1. Introduction

According to the World Health Organization, injuries are one of the most common causes of death among the young population, while in the structure of injury rates among the adult population, spinal cord injury accounts for 0.8 to 20-26.2% of all musculoskeletal injuries with an incidence rate of 0.6 per 1000 people. Thanks to advances in medicine, rehabilitation, and care, individuals with spinal cord injuries often live for decades after the traumatic event. However, most face significant challenges, including limited mobility, sensory loss, organ dysfunction, high rates of secondary complications, and psychoemotional distress that affect all aspects of their lives. Furthermore, data from the United States have shown that the annual incidence of SCI is approximately 17,000 people per year, and the cost per patient with high tetraplegia in the first year is more than US $1 million [2,4].

Recovery of spinal cord function depends on the remodeling and integrity of neural circuits. Plasticity of neural circuits is the basis for recovery of neural function. Spinal cord components are rarely exposed to inflammatory cells, and a specialized barrier maintained by astroglia exists between endothelial cells that restricts the movement of proteins and other molecules. In spinal cord injury, compressive forces exceed the tolerance of tissue components, resulting in axonal rupture and injury to neuronal cell bodies, myelinating cells, and vascular endothelium [3]. Neurogenic shock, hemorrhage, and subsequent hypovolemia and hemodynamic shock in patients with spinal cord injury lead to impaired spinal cord perfusion and ischemia. Increased tissue pressure in the edematous injured spinal cord and hemorrhage-induced spasm of intact vessels further impair the blood supply to the spinal cord. High levels of glutamate can cause excitotoxicity, oxidative damage and ischemia, while Ca2+-dependent nitric oxide synthesis can cause secondary spinal cord injury [1,5]. Pathological cascades from atrophy to apoptosis or necrosis can lead to neuronal deterioration in the brain due to local spinal cord injury. The traditional principle of repair is to promote regeneration and expansion of the corticospinal tract (CST) and restore connectivity with distal neurons, including decreasing the production of regeneration-related inhibitors such as chondroitin sulfate proteoglycans (CSPG)/NogoA/myelin-associated glycoprotein (MAP)/oligodendrocyte myelin glycoprotein (OMG) and even lipid metabolites in the microenvironment at the early stage of SCI or promoting axonal regeneration by harnessing the intrinsic growth capacity [7,10].

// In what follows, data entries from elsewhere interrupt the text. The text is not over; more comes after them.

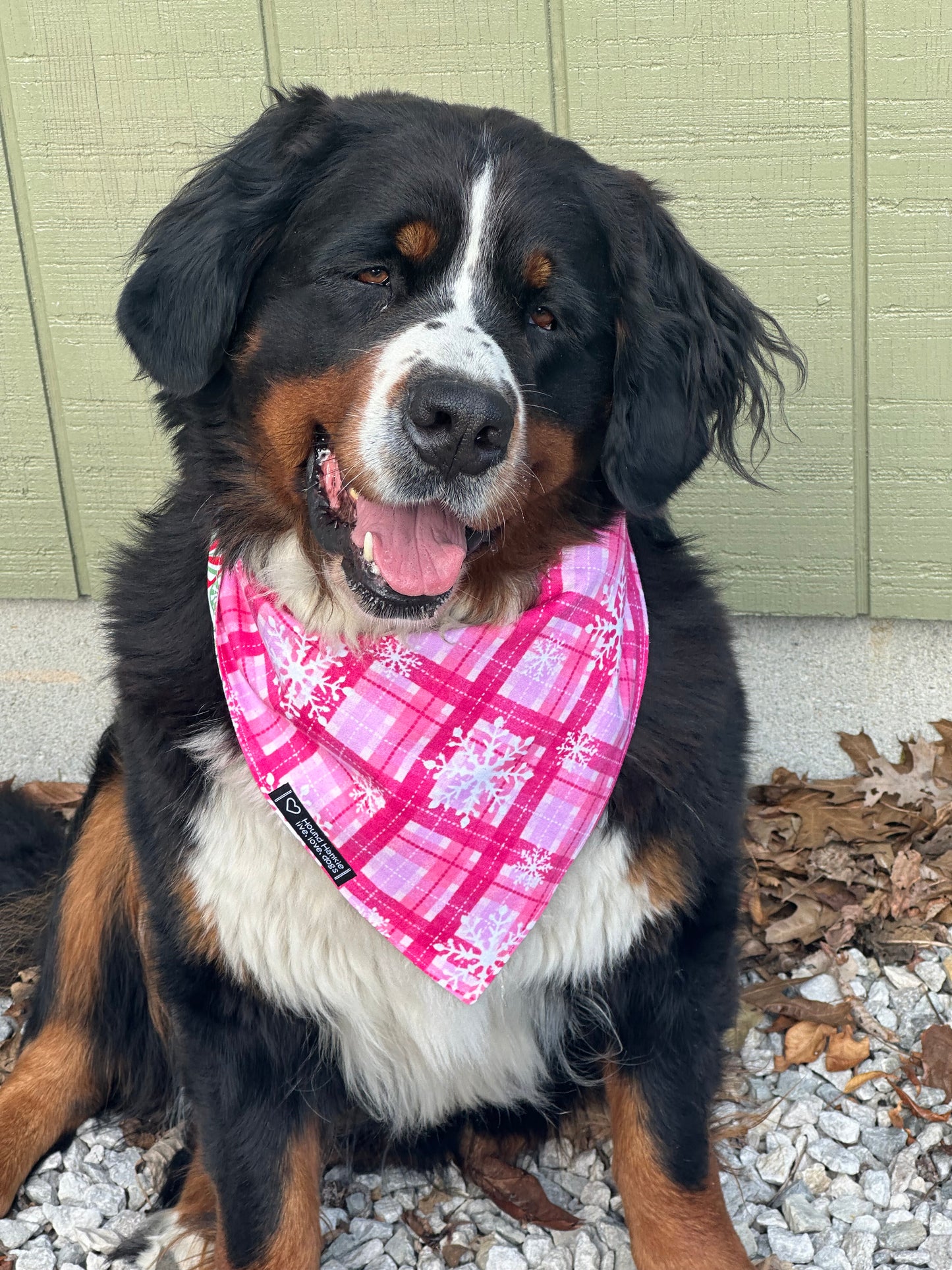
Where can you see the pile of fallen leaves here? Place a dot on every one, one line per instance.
(862, 861)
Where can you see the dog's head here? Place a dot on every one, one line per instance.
(437, 345)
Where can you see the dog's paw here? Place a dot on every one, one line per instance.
(163, 1244)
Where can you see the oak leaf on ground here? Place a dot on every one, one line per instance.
(937, 1058)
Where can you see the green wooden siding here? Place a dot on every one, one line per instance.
(808, 148)
(34, 545)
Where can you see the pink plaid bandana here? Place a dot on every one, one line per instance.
(447, 780)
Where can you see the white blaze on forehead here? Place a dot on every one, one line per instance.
(475, 233)
(449, 342)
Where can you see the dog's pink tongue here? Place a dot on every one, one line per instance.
(419, 550)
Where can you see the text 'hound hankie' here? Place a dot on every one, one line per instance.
(443, 780)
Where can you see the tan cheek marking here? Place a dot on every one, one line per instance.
(671, 1228)
(293, 408)
(296, 1244)
(201, 937)
(102, 882)
(249, 349)
(551, 456)
(52, 1087)
(198, 1205)
(49, 1093)
(537, 270)
(659, 867)
(416, 241)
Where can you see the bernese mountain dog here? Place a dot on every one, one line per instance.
(408, 355)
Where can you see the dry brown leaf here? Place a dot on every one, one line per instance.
(909, 788)
(805, 1042)
(858, 1081)
(905, 875)
(804, 925)
(517, 1193)
(860, 749)
(834, 861)
(937, 1058)
(942, 771)
(843, 1053)
(922, 1113)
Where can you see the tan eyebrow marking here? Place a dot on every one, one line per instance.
(416, 241)
(537, 270)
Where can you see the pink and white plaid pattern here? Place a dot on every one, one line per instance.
(446, 782)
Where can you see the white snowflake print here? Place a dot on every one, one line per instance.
(578, 747)
(607, 630)
(302, 681)
(484, 772)
(367, 797)
(397, 658)
(535, 863)
(480, 949)
(544, 661)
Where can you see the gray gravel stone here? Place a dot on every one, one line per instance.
(876, 1186)
(796, 1249)
(363, 1254)
(503, 1256)
(848, 1208)
(40, 1189)
(400, 1248)
(776, 1165)
(901, 1236)
(68, 1218)
(883, 1143)
(802, 1216)
(831, 1259)
(938, 1250)
(833, 1156)
(824, 987)
(841, 1127)
(860, 1248)
(37, 1255)
(14, 1235)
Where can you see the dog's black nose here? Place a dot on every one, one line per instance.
(459, 427)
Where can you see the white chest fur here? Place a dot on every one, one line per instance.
(410, 1052)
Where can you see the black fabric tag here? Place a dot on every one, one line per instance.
(311, 835)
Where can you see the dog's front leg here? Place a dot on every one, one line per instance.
(263, 1172)
(669, 1008)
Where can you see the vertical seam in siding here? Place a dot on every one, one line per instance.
(268, 17)
(42, 335)
(557, 68)
(861, 303)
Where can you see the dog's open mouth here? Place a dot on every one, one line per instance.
(400, 562)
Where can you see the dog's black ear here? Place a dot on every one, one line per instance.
(200, 254)
(693, 353)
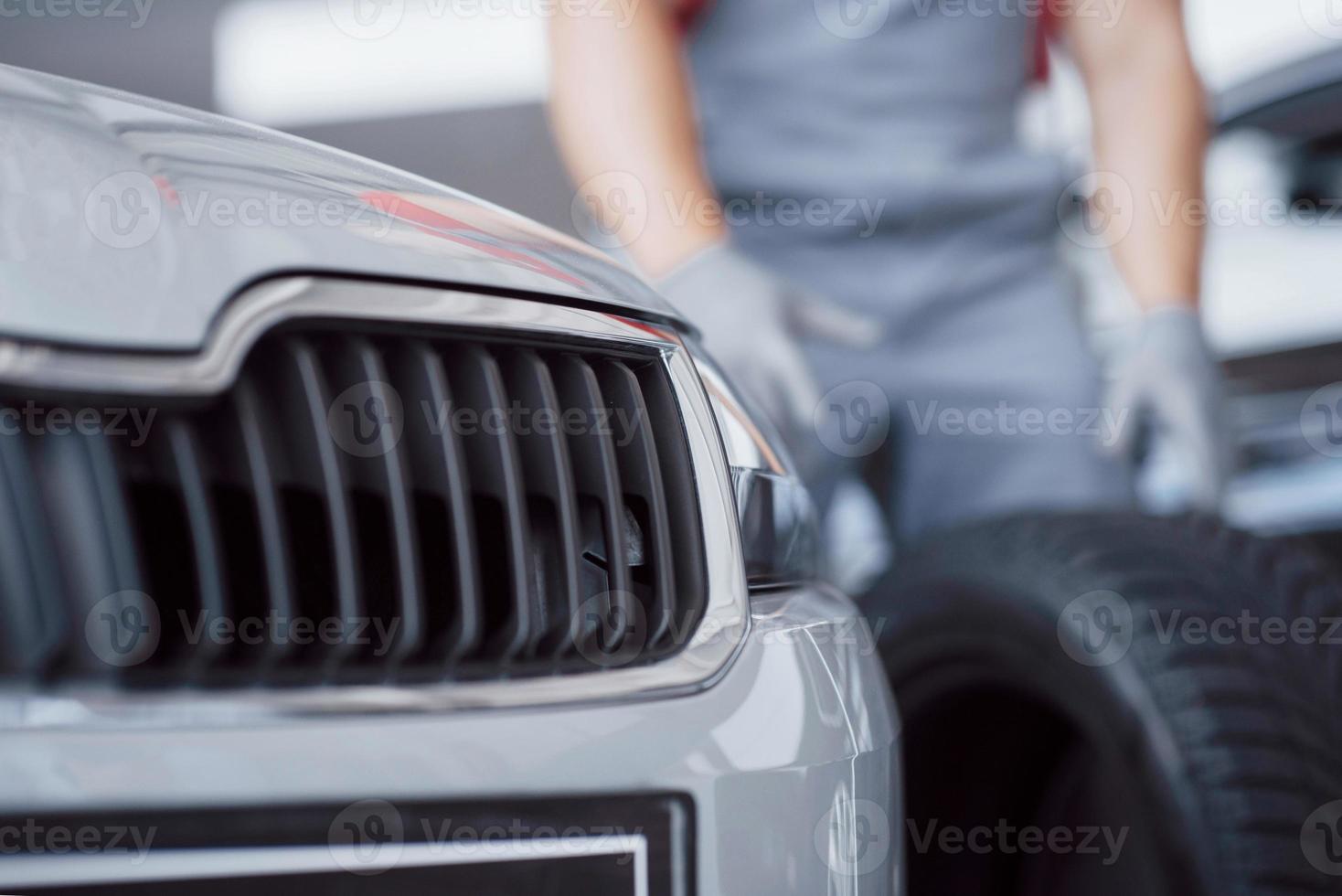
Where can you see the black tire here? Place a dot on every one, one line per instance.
(1210, 754)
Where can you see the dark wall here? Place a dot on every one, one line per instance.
(502, 155)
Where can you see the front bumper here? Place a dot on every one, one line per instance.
(788, 764)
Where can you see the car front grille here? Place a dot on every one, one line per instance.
(363, 503)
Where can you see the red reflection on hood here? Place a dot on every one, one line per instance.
(456, 231)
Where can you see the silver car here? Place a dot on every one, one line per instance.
(361, 537)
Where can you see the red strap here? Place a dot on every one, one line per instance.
(687, 12)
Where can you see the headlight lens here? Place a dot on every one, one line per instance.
(779, 531)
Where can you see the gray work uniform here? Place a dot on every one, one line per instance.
(885, 172)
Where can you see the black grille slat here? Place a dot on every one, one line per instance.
(509, 523)
(495, 478)
(201, 525)
(640, 476)
(384, 520)
(83, 502)
(663, 417)
(597, 480)
(28, 586)
(318, 468)
(438, 467)
(280, 597)
(549, 480)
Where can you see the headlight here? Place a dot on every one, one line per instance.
(779, 531)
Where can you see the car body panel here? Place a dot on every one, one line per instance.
(791, 758)
(129, 223)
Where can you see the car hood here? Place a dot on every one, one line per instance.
(129, 223)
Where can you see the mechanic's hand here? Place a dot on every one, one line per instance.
(751, 321)
(1172, 379)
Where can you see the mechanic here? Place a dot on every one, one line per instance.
(868, 152)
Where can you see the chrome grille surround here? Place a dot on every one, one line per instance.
(215, 368)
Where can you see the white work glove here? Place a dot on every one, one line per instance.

However, the pathophysiological mechanisms of spinal cord injury are like a “black box” and are still not completely clear. Moreover, the role of each pathological mechanism of spinal cord injury, such as immune response and astrocytic scar formation, is controversial. Recently, transcriptome analysis, weighted gene coexpression network analysis (WGCNA) and single cell sequencing technology have been widely used in spinal cord injury research and provide better tools to clarify the pathophysiological mechanisms [8,11].

2. The Aim of the Study

To identify the cause-and-effect relationships of the formation of spinal cord injuries using an experimental animal model.

3. Materials and Research Methods

The experiments were performed on 180 male rats using a spinal injury model. Experimental spinal injury is reproduced according to a modification of the standard model of moderate contusion spinal cord injury (Kubrak N.V., Krasnov V.V. 2015). Animal maintenance, surgical interventions and withdrawal from the experiment were carried out on the basis of the ethical principles declared by the European Convention for the Protection of Vertebrate Animals used for Experimental and Other Purposes. The animals were kept in a vivarium with free access to food and water and a natural alternation of day and night. The experiments were carried out under conditions of spontaneous breathing and an ambient temperature of 24-25°C.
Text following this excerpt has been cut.